Несмотря на то что танцы в Тунхамне отменили, площадка у гавани не пустовала: после шести там собрались подростки, оседлавшие мопеды и наперегонки бороздившие гравий, а у паромного причала шатался Аксмар, словно неопытный плотовщик, балансирующий на скользких бревнах. На «Финнсэйлере-40» и других судах у гостевого причала шумели вечеринки, но гости оставались в салонах, из окон которых лился масляно-желтый свет, а из открытого люка большого «Нимбуса» доносилась застольная песня: «Пей до дна! Хоп-фалераллан-лей! Пей до дна! Хоп-фалераллан-лей! Пей до дна, потом еще налей!»
Пришвартованные катера островитян покачивались у своих причалов, ветер трепал флаг, который Фриде утром поднял на флагшток перед красным павильоном со спасательным кругом под окошком; сизые и серебристые чайки парили на неподвижных крыльях. Один угол завесы из строительной пленки оторвался и тревожно трепетал на ветру. Моторы мопедов пронзительно трещали.
Дневной свет был сер и влажен. Ветер нес с моря соленую сырость.
Юдит приехала на мопеде, девочка ее сидела в прицепе, скрестив ноги и подставив ветру серьезное, светлое лицо. В праздничные и выходные дни Юдит подрабатывала в Сульгорде, местном доме престарелых, и сейчас возвращалась домой, завершив рабочий день. Девочка ездила с ней — теперь Юдит не решалась выпускать ее из виду.

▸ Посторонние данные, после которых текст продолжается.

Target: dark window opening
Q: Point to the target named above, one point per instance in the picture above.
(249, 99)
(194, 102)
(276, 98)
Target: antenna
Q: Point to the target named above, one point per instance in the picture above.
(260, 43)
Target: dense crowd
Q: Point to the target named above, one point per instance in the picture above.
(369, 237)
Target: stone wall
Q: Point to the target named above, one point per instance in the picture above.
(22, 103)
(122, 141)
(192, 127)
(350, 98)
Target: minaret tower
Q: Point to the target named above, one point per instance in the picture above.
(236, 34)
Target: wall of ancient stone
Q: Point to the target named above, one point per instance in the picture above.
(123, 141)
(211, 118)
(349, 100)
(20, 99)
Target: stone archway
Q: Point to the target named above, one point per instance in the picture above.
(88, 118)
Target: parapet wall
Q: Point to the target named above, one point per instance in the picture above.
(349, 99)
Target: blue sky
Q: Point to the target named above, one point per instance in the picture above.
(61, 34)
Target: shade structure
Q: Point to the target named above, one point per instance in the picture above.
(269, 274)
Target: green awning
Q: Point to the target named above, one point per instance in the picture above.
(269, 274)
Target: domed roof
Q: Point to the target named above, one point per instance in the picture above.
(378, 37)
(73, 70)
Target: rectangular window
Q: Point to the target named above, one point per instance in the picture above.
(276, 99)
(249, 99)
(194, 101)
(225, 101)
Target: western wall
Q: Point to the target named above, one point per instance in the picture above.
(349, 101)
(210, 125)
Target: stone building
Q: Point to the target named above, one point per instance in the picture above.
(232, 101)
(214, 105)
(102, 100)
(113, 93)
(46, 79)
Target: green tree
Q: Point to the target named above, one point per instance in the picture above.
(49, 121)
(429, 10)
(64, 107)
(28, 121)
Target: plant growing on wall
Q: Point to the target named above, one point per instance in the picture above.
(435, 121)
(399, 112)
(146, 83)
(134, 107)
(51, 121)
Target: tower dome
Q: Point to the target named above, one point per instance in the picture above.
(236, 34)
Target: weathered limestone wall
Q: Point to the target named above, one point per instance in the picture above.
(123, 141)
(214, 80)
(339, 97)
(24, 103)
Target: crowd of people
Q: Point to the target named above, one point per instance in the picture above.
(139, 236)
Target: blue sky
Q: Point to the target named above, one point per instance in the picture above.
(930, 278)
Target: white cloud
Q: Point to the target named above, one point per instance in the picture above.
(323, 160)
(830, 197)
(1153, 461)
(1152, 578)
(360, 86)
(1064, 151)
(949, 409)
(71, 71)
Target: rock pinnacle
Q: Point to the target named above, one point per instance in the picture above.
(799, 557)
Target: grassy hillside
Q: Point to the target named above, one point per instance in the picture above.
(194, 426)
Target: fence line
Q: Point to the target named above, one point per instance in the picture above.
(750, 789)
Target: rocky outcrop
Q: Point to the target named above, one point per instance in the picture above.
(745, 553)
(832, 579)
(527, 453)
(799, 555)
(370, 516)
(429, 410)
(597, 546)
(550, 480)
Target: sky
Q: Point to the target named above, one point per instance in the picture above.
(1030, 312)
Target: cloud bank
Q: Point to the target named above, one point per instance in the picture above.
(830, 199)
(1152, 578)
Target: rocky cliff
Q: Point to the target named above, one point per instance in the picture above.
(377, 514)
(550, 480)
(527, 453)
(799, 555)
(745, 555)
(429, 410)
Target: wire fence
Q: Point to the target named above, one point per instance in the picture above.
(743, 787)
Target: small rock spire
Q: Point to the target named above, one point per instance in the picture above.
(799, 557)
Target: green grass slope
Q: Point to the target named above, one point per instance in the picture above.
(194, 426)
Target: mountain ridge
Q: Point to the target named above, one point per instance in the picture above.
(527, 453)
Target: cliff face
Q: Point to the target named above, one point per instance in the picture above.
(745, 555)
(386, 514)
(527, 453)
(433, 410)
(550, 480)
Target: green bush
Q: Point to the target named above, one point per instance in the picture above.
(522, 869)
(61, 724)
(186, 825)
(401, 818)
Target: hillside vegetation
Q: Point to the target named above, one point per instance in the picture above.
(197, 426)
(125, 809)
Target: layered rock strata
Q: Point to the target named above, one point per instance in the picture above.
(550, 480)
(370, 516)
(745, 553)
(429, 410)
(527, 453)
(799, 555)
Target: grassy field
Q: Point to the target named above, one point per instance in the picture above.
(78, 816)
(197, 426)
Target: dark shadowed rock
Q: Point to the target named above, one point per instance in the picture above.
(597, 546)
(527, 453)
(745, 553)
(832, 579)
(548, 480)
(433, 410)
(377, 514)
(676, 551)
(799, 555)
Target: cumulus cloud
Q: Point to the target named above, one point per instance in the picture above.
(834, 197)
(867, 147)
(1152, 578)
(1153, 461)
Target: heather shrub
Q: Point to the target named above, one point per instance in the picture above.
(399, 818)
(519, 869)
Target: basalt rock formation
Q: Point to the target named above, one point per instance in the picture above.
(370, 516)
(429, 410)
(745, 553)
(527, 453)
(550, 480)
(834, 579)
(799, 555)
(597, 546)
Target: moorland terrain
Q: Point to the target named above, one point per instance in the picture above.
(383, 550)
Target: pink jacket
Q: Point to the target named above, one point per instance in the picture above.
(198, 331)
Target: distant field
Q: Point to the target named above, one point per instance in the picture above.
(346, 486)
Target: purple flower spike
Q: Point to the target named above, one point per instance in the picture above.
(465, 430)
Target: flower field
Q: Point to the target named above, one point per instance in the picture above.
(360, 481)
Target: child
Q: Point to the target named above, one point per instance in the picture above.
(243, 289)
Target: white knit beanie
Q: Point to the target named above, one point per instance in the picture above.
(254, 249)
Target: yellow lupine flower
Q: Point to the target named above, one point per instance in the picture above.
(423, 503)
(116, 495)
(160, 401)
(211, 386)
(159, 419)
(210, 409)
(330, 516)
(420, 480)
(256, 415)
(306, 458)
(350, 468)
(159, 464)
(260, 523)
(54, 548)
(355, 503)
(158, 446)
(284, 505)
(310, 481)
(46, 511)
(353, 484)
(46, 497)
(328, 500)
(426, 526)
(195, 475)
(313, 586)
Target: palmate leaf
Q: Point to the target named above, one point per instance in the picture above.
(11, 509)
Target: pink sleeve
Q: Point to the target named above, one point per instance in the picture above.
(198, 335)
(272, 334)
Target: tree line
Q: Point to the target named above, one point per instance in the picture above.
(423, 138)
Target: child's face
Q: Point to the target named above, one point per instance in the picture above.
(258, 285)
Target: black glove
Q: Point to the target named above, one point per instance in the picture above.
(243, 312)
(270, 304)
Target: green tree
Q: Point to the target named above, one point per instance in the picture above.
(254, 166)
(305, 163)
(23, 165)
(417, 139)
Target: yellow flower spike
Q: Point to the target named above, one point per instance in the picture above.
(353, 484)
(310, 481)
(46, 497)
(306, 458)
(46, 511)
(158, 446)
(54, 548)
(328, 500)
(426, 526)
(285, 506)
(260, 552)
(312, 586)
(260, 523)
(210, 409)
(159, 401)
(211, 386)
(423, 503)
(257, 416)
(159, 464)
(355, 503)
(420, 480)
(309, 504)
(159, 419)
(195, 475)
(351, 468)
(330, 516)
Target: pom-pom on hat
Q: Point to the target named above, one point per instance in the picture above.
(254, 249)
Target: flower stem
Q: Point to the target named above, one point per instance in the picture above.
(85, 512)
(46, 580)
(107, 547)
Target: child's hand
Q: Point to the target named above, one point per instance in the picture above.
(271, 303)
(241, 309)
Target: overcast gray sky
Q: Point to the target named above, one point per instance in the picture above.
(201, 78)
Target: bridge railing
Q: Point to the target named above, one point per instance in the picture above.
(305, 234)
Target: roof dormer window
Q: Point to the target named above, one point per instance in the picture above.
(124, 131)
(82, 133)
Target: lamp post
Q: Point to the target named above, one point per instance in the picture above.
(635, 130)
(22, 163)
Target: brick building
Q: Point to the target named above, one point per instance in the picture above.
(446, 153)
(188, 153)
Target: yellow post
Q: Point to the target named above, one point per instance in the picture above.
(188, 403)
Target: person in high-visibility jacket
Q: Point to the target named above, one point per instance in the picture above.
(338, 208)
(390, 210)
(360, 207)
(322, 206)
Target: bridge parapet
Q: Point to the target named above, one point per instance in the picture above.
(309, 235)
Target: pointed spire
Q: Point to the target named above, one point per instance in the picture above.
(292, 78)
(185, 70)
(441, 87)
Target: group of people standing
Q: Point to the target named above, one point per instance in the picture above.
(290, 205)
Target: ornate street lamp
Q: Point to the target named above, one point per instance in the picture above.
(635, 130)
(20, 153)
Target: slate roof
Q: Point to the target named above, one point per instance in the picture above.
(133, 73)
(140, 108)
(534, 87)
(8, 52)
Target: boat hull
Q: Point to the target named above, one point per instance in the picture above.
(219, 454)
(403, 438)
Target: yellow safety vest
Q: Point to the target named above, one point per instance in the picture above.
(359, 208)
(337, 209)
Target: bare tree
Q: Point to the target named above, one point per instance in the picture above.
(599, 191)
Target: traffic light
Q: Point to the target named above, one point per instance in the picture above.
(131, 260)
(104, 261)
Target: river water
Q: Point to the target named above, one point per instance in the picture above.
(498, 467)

Мопед остановился у лодочного сарая Готфрида, девочка спрыгнула на землю. Они сели бы в катер и отправились на Аспшер без промедления, если бы девочка не указала на прикол парома: «Гляди!»
Что только не вытворял Аксмар, испытывая терпение ангелов-хранителей, ниспосланных ему и прочим пьяницам на этой земле!
— Надо ему помочь, пока в море не свалился! — воскликнула девочка.
— Ох, батюшки! — Юдит быстро зашагала к причалу парома и, проходя мимо стаи на мопедах, прошипела: — Не видите, что ли, Аксмар чуть не утонул, слепота куриная!
Аксмар покачнулся на самом краю причала, однако чудом сохранил равновесие. Юдит побежала к нему. Аксмар занес ногу над водой — казалось, ангел-хранитель потерял надежду… Но не Юдит! В то самое мгновение, когда Аксмар стал падать, будто половина разводного моста, она бросилась вперед, вцепилась в его майку и, дернув что есть сил, вернула на место.
Аксмар пошатнулся, затем нашел опору и уставился на Юдит, кося слезящимися глазами.
— Т-ты… ж-жачем это? — непонимающе пробормотал он заплетающимся языком.
— Да ты ж чуть не утоп! — рявкнула Юдит, резко оттолкнув его от края причала. — Иди проспись! Где Фриде?
— Выкинули меня из… бара… Ш-шволочи.
— Есть у тебя мобильный Фриде? Чтоб он тебя забрал? — спросила Юдит.